For the entrepreneurs, royalties can help them raise capital without giving up too much equity or control of their business. Royalties can also help them avoid dilution of their shares in future rounds of funding, as the investors do not have a claim on the company's assets or profits beyond the agreed percentage. Royalties can also help them maintain a good relationship with the investors, as they do not have to worry about meeting unrealistic expectations or facing pressure to exit or sell their business.
For the entrepreneurs, royalties can reduce their cash flow and profitability, as they have to pay a portion of their revenue or profit to the investors on a regular basis. Royalties can also hamper their growth and innovation, as they may have to focus more on generating sales or profit rather than investing in research and development or expanding their market. Royalties can also create resentment and distrust with the investors, as they may feel that they are paying too much or getting too little in return.
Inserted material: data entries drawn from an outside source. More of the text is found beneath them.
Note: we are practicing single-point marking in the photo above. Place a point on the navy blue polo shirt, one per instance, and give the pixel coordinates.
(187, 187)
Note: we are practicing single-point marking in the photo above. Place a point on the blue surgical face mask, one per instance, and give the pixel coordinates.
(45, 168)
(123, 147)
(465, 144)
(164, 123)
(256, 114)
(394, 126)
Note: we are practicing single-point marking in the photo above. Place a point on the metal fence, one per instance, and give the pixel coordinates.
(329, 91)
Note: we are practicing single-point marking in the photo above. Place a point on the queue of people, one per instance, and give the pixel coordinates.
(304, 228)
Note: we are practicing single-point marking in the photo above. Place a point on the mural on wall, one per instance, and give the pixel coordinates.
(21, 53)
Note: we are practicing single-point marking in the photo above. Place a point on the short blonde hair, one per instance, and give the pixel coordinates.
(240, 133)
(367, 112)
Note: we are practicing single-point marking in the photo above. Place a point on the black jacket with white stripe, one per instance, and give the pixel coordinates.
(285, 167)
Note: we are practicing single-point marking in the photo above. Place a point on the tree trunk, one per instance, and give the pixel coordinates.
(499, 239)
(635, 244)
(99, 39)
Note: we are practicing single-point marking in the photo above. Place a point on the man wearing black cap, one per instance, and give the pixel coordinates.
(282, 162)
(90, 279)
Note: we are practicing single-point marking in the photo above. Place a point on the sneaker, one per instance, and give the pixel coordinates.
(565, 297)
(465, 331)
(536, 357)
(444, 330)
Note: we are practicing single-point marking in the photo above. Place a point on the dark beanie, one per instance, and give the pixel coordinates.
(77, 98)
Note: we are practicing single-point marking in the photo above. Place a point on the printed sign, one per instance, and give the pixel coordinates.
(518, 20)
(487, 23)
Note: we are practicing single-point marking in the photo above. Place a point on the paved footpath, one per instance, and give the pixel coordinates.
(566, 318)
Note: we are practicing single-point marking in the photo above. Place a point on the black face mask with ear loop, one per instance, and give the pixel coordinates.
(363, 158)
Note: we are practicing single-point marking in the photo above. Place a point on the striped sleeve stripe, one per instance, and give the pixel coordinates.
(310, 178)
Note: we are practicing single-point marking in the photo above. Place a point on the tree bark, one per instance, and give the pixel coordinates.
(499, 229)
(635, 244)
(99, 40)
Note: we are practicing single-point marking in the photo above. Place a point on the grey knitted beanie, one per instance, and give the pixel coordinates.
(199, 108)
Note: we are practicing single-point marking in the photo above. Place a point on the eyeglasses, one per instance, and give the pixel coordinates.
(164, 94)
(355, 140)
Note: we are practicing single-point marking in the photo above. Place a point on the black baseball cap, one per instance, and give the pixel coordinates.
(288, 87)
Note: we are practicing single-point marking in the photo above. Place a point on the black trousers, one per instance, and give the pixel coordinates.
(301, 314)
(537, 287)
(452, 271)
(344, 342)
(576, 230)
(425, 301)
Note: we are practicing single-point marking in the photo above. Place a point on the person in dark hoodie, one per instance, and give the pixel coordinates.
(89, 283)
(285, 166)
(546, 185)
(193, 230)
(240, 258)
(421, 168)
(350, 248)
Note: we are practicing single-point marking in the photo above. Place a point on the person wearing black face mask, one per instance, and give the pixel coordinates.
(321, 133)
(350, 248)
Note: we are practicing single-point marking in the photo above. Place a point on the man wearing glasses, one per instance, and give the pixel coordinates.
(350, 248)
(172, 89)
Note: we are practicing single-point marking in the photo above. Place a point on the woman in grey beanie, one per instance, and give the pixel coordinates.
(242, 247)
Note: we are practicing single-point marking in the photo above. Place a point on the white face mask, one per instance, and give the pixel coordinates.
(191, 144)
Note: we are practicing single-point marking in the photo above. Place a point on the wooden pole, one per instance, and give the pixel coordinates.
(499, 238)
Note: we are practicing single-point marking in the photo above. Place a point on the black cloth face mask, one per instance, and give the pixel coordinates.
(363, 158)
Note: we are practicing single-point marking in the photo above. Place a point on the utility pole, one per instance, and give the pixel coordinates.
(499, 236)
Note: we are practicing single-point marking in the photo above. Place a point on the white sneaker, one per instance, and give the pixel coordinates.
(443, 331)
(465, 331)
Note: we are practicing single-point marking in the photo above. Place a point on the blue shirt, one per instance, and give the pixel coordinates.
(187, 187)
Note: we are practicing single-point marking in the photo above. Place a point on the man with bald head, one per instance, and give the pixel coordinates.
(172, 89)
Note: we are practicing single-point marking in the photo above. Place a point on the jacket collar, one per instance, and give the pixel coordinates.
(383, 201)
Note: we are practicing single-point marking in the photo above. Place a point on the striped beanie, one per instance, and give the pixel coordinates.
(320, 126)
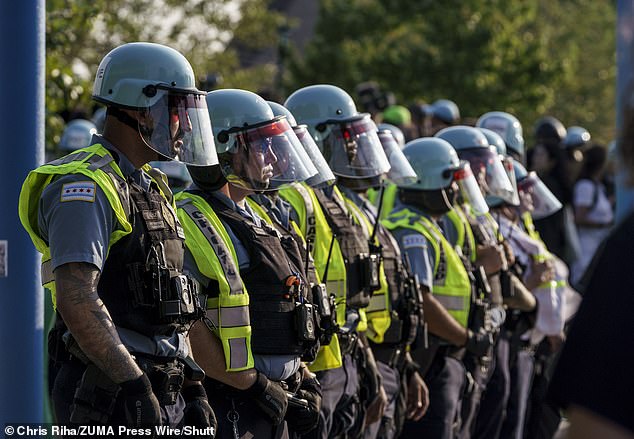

Royalty concept of Shark Tank India Season 3 is a new investment concept that has both pros and cons for the investors and the entrepreneurs. Royalty deals are a distinctive and often more appealing alternative to equity deals for both the Sharks and the entrepreneurs on Shark Tank India. These agreements can be a win-win situation for both parties if they are structured and well executed or a lose-lose situation if they are not. Therefore, royalty deals should be carefully evaluated and negotiated, taking into account the nature and potential of the business, the goals and expectations of both parties, and the market and competitive conditions. This is not a one-size-fits-all solution, but rather a flexible and creative option that can be tailored to suit different situations and needs.